Proposed overrides often trigger outreach from a RealPage Pricing Advisor—a
RealPage employee charged with directly interacting with clients (sometimes daily) to ensure
landlords impose the RealPage-generated rents. In addition to the content of the communications,
imposing this administrative burden is one way that RealPage works to ensure adoption of the
RealPage-generated prices, as a former RealPage employee explained. If, despite the Pricing
Advisor’s attempts to persuade otherwise, a landlord persists in seeking an override, the Pricing
Advisor can escalate the issue to RealPage management or the landlord’s regional manager.
Regardless, RealPage will not accept landlords’ business justifications for proposed overrides
except in extenuating circumstances such as a natural disaster.

 

RealPage actively polices Participating Landlords’ compliance to ensure overrides
remain rare. When a new landlord joins Defendants’ rent-setting cartel, RealPage conducts “secret
shops” to “confirm successful adoption” of the software. This process tests whether the landlords’
employees are, in fact, offering only RealPage-generated rents even in the event that a prospective
tenant attempts to negotiate.

According to the complaint, RealPage software is not just recommending prices; RealPage is actively enforcing customer compliance.  Elsewhere, the complaint:

  • asserts that customer deviations from the suggested prices are analyzed and publicized by RealPage
  • makes it clear that customer gatherings are used to openly discuss the need for the collective to adhere to the recommendations and
  • quotes a former RealPage employee as saying the company is happy to lose clients who deviate regularly from the pricing suggestions

If true, the entire offering reads like “Collusion-as-a-Service (CaaS),” not just price optimization software!

Why Now?  Why DC?

None of this would be a big deal if it were not for the market power the DC Attorney General asserts RealPage has in DC.  The attorney general claims that RealPage’s three pricing products set prices for more than 90% of all rental units in large buildings (those with 50 or more units) and over 50% of all multifamily building units in the DC-Arlington-Alexandria MSA.  That’s a high enough market share to move the market!  Add a housing affordability problem in the region and country, and you have the makings of a hot-button issue.

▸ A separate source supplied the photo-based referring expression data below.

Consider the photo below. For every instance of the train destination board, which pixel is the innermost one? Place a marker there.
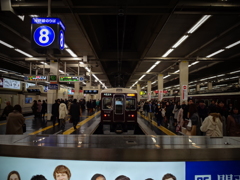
(35, 78)
(70, 78)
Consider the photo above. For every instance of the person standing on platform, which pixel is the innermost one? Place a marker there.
(63, 113)
(8, 109)
(34, 108)
(233, 123)
(150, 111)
(39, 108)
(44, 109)
(55, 112)
(15, 121)
(75, 113)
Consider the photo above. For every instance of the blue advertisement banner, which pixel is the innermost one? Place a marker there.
(213, 170)
(27, 168)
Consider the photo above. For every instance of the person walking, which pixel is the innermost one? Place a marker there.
(75, 113)
(15, 121)
(63, 112)
(44, 109)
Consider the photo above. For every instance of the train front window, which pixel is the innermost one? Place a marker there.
(130, 104)
(119, 105)
(107, 103)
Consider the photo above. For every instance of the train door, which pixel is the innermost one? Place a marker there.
(118, 112)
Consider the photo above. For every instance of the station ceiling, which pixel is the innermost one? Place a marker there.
(123, 39)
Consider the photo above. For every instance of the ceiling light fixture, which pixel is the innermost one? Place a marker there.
(71, 53)
(199, 23)
(167, 53)
(6, 44)
(217, 52)
(232, 45)
(22, 52)
(180, 41)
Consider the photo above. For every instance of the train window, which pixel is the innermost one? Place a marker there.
(107, 103)
(130, 104)
(119, 105)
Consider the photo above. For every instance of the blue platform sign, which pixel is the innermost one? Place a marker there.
(53, 86)
(47, 33)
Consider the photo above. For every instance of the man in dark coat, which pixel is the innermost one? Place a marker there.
(8, 109)
(55, 112)
(75, 113)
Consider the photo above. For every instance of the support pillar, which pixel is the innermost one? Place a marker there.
(160, 87)
(52, 95)
(149, 86)
(183, 67)
(209, 85)
(76, 88)
(138, 92)
(198, 87)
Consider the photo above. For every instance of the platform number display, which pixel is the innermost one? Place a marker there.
(62, 40)
(44, 36)
(47, 33)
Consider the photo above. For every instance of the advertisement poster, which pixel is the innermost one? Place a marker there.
(11, 84)
(213, 170)
(184, 92)
(85, 170)
(1, 82)
(160, 95)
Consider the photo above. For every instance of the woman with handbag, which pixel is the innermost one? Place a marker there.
(63, 113)
(194, 128)
(15, 121)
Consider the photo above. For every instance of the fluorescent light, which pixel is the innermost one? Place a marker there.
(33, 15)
(3, 71)
(195, 63)
(71, 52)
(167, 53)
(199, 23)
(217, 52)
(166, 76)
(153, 66)
(180, 41)
(87, 69)
(142, 77)
(231, 45)
(234, 72)
(6, 44)
(22, 52)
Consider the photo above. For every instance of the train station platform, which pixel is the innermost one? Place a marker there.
(87, 125)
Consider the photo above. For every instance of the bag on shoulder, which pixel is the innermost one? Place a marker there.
(24, 128)
(189, 125)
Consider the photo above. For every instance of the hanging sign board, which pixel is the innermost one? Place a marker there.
(11, 84)
(184, 92)
(47, 33)
(35, 78)
(71, 78)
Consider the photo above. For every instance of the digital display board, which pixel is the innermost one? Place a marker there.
(88, 169)
(47, 33)
(53, 78)
(73, 169)
(69, 79)
(90, 92)
(35, 78)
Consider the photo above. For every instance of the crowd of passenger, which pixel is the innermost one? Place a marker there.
(191, 118)
(60, 111)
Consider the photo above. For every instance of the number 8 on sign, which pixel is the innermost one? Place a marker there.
(44, 36)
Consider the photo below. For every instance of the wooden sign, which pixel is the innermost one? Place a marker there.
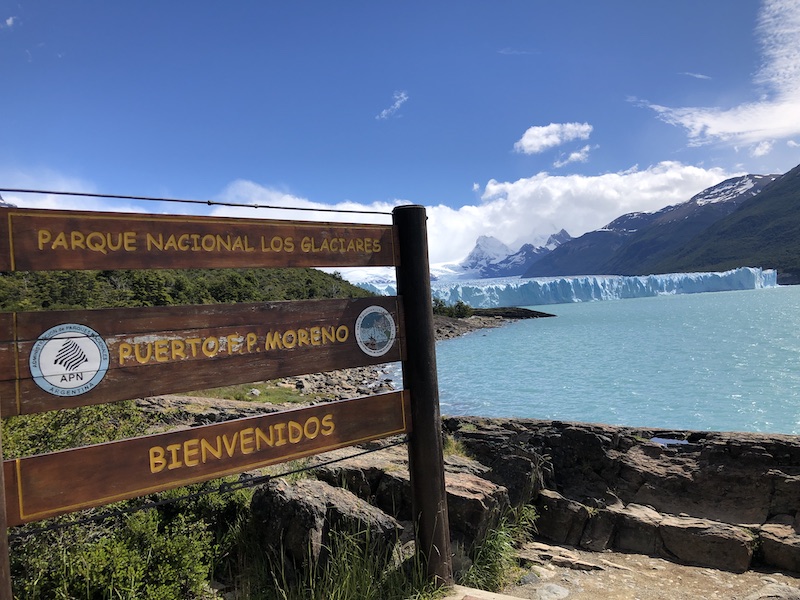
(39, 487)
(62, 359)
(32, 240)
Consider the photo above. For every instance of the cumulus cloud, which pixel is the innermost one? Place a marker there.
(399, 98)
(540, 138)
(774, 115)
(581, 155)
(526, 210)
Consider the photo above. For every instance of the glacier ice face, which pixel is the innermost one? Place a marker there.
(513, 291)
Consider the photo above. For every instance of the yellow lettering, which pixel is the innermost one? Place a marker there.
(279, 427)
(146, 358)
(313, 431)
(251, 338)
(125, 352)
(190, 452)
(302, 337)
(76, 240)
(97, 242)
(157, 459)
(162, 350)
(328, 334)
(44, 237)
(273, 341)
(178, 349)
(247, 440)
(210, 347)
(262, 437)
(153, 242)
(193, 344)
(295, 432)
(206, 448)
(328, 425)
(290, 338)
(230, 446)
(129, 242)
(174, 461)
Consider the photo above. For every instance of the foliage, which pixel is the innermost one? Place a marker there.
(146, 556)
(353, 571)
(460, 310)
(58, 290)
(57, 430)
(494, 560)
(762, 232)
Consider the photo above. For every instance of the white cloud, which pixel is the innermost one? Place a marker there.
(539, 138)
(581, 155)
(526, 210)
(774, 115)
(761, 149)
(399, 98)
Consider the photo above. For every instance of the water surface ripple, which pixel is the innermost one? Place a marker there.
(724, 361)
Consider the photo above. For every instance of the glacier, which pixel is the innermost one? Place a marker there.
(514, 291)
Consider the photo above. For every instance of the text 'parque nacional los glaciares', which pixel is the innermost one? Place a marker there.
(53, 239)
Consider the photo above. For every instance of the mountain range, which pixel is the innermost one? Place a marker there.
(751, 220)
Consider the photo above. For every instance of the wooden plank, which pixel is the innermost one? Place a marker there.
(61, 359)
(39, 487)
(32, 240)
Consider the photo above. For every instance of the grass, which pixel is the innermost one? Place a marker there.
(494, 560)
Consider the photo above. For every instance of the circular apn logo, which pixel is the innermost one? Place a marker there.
(375, 331)
(69, 360)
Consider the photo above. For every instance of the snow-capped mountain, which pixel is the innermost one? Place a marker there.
(492, 258)
(634, 243)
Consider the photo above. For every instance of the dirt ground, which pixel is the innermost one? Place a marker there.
(579, 575)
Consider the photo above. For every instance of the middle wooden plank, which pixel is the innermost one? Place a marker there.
(62, 359)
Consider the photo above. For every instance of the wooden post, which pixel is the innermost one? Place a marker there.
(425, 453)
(5, 565)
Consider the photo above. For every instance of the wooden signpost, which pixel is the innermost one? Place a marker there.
(62, 359)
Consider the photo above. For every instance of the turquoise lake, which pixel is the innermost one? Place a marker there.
(723, 361)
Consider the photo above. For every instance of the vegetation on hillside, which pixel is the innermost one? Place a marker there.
(762, 232)
(55, 290)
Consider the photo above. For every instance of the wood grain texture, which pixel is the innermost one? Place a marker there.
(43, 486)
(161, 350)
(34, 240)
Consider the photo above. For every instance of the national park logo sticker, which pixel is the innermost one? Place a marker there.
(69, 360)
(375, 331)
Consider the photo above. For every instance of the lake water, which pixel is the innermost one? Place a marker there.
(724, 361)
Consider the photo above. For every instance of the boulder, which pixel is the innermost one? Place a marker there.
(707, 543)
(560, 520)
(780, 547)
(300, 517)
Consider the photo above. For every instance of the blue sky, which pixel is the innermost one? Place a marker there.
(513, 119)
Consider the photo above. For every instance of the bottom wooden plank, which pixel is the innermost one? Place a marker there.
(47, 485)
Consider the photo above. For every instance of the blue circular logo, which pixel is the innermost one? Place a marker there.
(375, 331)
(69, 360)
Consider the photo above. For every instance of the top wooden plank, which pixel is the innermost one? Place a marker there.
(38, 240)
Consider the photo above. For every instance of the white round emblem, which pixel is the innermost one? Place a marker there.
(69, 360)
(375, 331)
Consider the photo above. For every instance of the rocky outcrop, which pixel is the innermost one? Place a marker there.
(720, 500)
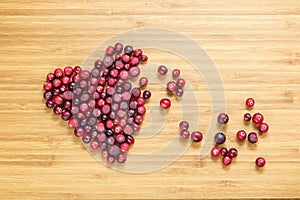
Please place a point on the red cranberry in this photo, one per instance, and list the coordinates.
(146, 94)
(263, 127)
(165, 103)
(220, 138)
(121, 158)
(144, 58)
(58, 73)
(68, 71)
(143, 81)
(176, 73)
(252, 137)
(247, 117)
(241, 135)
(223, 118)
(260, 162)
(180, 82)
(223, 151)
(250, 102)
(226, 160)
(171, 86)
(50, 77)
(47, 86)
(162, 70)
(232, 152)
(184, 134)
(73, 123)
(57, 110)
(215, 152)
(196, 136)
(258, 118)
(184, 125)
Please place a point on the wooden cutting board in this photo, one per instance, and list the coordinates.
(255, 45)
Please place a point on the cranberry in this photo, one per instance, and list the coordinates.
(162, 70)
(58, 73)
(171, 86)
(250, 102)
(263, 127)
(258, 118)
(165, 103)
(143, 81)
(48, 86)
(57, 110)
(223, 151)
(226, 160)
(184, 134)
(241, 135)
(252, 137)
(260, 162)
(247, 117)
(223, 118)
(196, 136)
(146, 94)
(144, 58)
(180, 82)
(215, 152)
(176, 73)
(220, 138)
(232, 153)
(184, 125)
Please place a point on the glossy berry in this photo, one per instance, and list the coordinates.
(223, 151)
(252, 137)
(247, 117)
(263, 127)
(176, 73)
(250, 102)
(260, 162)
(162, 70)
(223, 118)
(226, 160)
(257, 118)
(232, 152)
(184, 134)
(215, 152)
(165, 103)
(220, 138)
(184, 125)
(241, 135)
(196, 136)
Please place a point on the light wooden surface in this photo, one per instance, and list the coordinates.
(254, 44)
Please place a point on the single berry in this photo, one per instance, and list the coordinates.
(247, 117)
(250, 102)
(196, 136)
(263, 127)
(215, 152)
(252, 137)
(241, 135)
(258, 118)
(162, 70)
(232, 152)
(260, 162)
(184, 134)
(184, 125)
(223, 118)
(220, 138)
(226, 160)
(165, 103)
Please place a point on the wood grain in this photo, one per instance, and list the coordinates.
(254, 44)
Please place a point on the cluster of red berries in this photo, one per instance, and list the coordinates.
(171, 86)
(101, 104)
(241, 135)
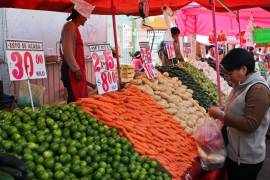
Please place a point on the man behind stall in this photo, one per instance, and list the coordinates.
(162, 53)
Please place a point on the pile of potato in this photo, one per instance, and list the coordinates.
(176, 99)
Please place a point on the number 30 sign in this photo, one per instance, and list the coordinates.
(25, 60)
(104, 68)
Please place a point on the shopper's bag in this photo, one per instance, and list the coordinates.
(210, 144)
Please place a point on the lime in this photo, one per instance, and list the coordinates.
(94, 165)
(44, 176)
(125, 175)
(66, 169)
(98, 175)
(146, 166)
(66, 133)
(83, 153)
(49, 163)
(59, 175)
(50, 122)
(64, 158)
(30, 165)
(151, 171)
(154, 164)
(49, 137)
(39, 169)
(62, 150)
(118, 151)
(30, 175)
(75, 169)
(7, 145)
(117, 157)
(57, 133)
(84, 171)
(125, 159)
(18, 149)
(32, 145)
(54, 147)
(97, 158)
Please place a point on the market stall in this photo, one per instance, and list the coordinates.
(141, 132)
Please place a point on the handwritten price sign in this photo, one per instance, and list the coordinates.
(104, 68)
(25, 60)
(170, 49)
(148, 66)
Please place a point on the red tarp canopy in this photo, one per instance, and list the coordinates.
(129, 7)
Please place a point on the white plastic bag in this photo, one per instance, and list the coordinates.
(210, 144)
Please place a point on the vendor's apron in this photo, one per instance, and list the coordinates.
(76, 89)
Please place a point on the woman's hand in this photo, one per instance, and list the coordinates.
(216, 113)
(78, 75)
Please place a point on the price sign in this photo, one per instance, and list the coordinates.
(146, 57)
(170, 49)
(103, 67)
(25, 60)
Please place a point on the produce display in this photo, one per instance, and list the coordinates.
(152, 131)
(212, 64)
(212, 75)
(199, 93)
(62, 142)
(175, 98)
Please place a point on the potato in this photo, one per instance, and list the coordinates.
(136, 81)
(164, 95)
(147, 89)
(166, 74)
(172, 105)
(172, 110)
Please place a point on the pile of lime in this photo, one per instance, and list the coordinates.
(62, 142)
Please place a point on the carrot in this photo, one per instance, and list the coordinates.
(152, 131)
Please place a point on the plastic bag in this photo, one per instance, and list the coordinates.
(210, 144)
(24, 97)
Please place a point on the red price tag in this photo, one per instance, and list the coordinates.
(170, 50)
(26, 64)
(148, 66)
(104, 68)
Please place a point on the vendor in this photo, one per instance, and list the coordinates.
(73, 68)
(162, 52)
(246, 116)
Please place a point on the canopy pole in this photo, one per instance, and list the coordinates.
(239, 28)
(116, 44)
(216, 51)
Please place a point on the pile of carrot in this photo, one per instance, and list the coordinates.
(152, 131)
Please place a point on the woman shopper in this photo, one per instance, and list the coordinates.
(73, 72)
(246, 116)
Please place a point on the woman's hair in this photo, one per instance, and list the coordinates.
(74, 14)
(237, 58)
(175, 30)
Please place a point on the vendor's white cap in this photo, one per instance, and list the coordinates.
(84, 8)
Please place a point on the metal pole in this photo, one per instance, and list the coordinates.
(116, 44)
(239, 27)
(216, 51)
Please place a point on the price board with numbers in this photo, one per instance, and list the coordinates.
(103, 61)
(146, 57)
(170, 49)
(25, 60)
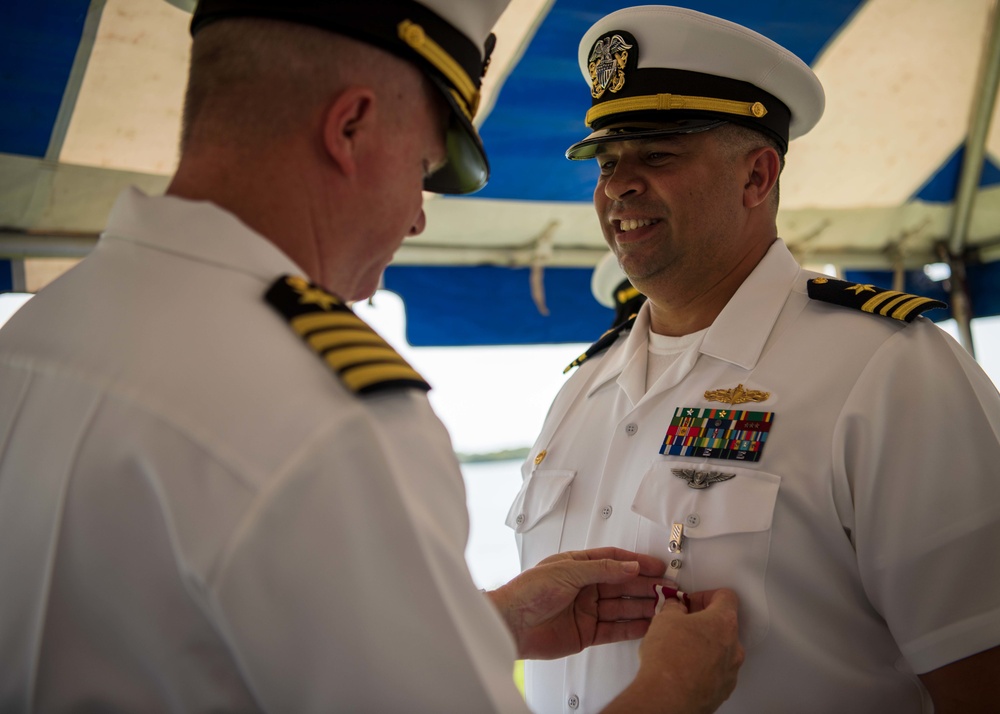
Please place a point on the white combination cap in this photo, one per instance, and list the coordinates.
(656, 69)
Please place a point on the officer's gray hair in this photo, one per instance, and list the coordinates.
(743, 140)
(253, 80)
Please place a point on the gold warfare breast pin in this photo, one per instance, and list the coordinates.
(737, 395)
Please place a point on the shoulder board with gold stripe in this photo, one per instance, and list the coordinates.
(606, 340)
(364, 361)
(878, 301)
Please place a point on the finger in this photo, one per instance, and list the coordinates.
(608, 632)
(640, 587)
(615, 610)
(648, 565)
(580, 574)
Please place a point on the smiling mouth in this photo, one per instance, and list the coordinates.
(630, 224)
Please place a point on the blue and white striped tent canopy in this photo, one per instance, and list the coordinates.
(902, 169)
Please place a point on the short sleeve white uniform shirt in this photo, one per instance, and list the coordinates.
(862, 543)
(196, 515)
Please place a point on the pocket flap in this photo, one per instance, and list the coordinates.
(539, 494)
(743, 503)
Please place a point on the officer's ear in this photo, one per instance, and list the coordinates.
(348, 121)
(763, 167)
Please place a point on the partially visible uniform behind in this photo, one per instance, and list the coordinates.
(838, 468)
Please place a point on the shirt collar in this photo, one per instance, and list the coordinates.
(198, 230)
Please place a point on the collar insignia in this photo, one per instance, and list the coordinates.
(701, 479)
(736, 395)
(364, 361)
(607, 64)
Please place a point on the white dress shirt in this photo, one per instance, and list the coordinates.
(862, 543)
(196, 515)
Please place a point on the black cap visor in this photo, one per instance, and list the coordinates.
(466, 169)
(630, 131)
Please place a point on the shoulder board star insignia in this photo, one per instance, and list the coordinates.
(364, 361)
(868, 298)
(605, 341)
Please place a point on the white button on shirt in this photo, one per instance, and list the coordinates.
(863, 538)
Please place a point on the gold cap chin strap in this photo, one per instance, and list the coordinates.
(665, 102)
(464, 88)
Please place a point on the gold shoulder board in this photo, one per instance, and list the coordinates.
(868, 298)
(364, 361)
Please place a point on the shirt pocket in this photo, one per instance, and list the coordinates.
(539, 513)
(726, 537)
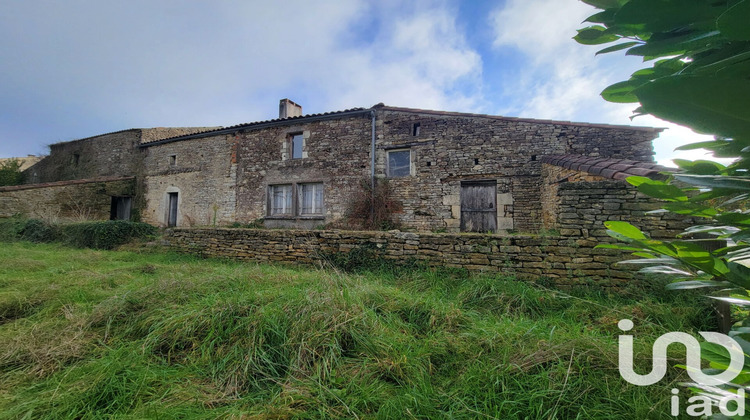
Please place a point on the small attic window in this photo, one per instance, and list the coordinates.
(296, 141)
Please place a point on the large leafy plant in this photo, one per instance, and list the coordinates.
(698, 75)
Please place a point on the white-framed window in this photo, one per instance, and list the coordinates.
(399, 163)
(295, 145)
(304, 199)
(310, 198)
(280, 200)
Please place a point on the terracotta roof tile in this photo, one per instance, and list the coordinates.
(607, 167)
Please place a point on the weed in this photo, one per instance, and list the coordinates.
(89, 334)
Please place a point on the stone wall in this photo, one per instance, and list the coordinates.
(76, 200)
(335, 152)
(107, 155)
(203, 174)
(449, 148)
(577, 204)
(565, 261)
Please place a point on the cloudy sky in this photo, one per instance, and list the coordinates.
(78, 68)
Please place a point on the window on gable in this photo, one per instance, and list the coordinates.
(295, 199)
(280, 200)
(399, 163)
(295, 145)
(310, 199)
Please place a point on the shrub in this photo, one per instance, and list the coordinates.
(10, 228)
(373, 211)
(105, 235)
(38, 231)
(10, 173)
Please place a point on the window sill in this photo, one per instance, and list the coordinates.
(291, 217)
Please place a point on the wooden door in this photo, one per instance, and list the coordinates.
(172, 210)
(479, 206)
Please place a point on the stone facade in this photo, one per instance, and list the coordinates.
(451, 148)
(564, 261)
(303, 171)
(444, 151)
(577, 203)
(201, 172)
(76, 200)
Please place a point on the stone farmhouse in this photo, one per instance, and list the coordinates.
(451, 171)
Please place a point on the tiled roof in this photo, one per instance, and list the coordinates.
(257, 124)
(380, 106)
(607, 167)
(530, 120)
(65, 183)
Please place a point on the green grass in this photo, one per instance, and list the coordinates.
(90, 334)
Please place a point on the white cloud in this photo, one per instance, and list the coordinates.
(106, 66)
(565, 78)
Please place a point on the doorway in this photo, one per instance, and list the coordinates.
(479, 206)
(172, 209)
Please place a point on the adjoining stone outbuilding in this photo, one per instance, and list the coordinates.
(451, 171)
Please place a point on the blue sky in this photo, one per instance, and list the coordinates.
(78, 68)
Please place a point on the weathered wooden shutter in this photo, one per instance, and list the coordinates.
(479, 206)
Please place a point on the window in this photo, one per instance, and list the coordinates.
(399, 163)
(310, 199)
(295, 199)
(280, 197)
(295, 145)
(172, 202)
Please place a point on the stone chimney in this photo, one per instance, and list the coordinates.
(288, 109)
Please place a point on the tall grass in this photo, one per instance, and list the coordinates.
(95, 334)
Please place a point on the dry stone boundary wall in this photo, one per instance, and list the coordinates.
(564, 261)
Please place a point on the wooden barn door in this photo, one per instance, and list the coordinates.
(172, 210)
(479, 206)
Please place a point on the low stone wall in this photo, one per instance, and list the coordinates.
(85, 199)
(564, 261)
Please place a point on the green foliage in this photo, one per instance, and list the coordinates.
(372, 211)
(91, 334)
(699, 78)
(99, 235)
(105, 235)
(39, 231)
(10, 228)
(10, 173)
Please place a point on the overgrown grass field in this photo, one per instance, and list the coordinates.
(148, 334)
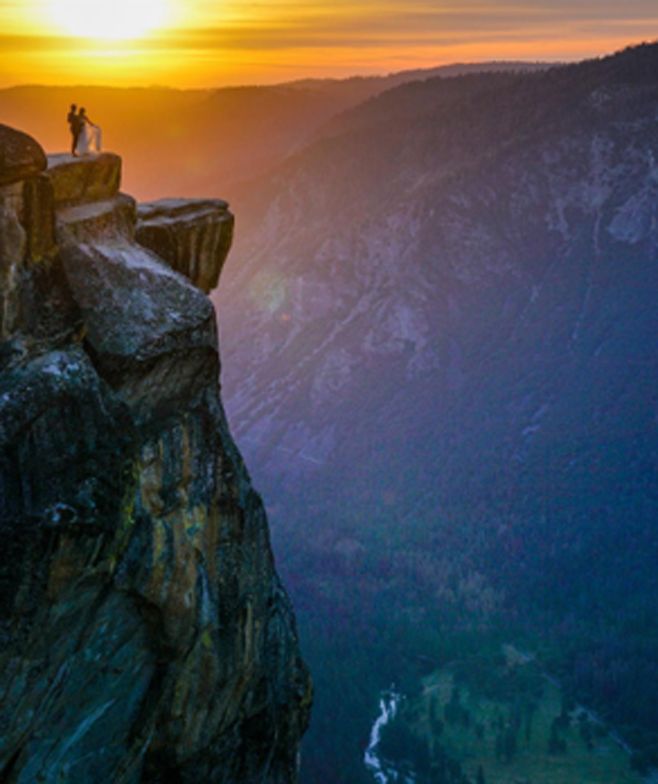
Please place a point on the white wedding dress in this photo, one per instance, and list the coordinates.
(90, 140)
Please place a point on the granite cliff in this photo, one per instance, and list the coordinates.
(144, 633)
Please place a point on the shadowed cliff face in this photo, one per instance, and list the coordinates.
(144, 634)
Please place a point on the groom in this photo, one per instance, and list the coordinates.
(75, 125)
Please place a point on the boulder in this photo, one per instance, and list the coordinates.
(86, 179)
(194, 236)
(20, 156)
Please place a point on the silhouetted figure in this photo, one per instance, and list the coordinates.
(89, 137)
(75, 125)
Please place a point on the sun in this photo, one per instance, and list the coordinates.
(115, 20)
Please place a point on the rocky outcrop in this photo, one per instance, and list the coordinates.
(193, 236)
(144, 633)
(83, 180)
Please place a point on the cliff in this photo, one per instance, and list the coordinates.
(144, 633)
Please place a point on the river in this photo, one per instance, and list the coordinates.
(382, 772)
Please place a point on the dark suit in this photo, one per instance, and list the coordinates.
(75, 124)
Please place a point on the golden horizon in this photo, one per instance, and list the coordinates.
(201, 45)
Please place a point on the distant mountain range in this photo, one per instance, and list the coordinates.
(201, 142)
(440, 347)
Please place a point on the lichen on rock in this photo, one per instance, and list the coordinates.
(144, 633)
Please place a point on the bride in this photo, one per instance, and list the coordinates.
(90, 139)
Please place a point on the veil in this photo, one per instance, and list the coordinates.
(91, 140)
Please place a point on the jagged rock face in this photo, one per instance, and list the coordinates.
(193, 236)
(20, 156)
(144, 633)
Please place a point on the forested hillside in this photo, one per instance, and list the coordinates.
(439, 328)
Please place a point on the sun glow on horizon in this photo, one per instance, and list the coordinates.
(116, 20)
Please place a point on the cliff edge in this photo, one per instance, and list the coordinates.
(144, 633)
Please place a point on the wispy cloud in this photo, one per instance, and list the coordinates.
(237, 40)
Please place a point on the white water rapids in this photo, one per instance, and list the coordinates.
(381, 771)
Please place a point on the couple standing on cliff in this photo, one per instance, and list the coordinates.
(86, 136)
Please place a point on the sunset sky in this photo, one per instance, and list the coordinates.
(203, 43)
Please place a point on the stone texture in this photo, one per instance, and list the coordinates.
(21, 156)
(98, 221)
(144, 634)
(193, 236)
(82, 180)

Right now, we only have the attorney general’s side of the story. It will be fascinating to see how RealPage responds.

Postscript

Another interesting tidbit in the lawsuit is that RealPage acqui-hired a principal scientist who built a similar revenue management solution for the airline industry.  The lawsuit claims the DOJ put the kibosh on that effort in the ’90s. So, the expert set about applying the idea to property management.  I want to know where he goes next!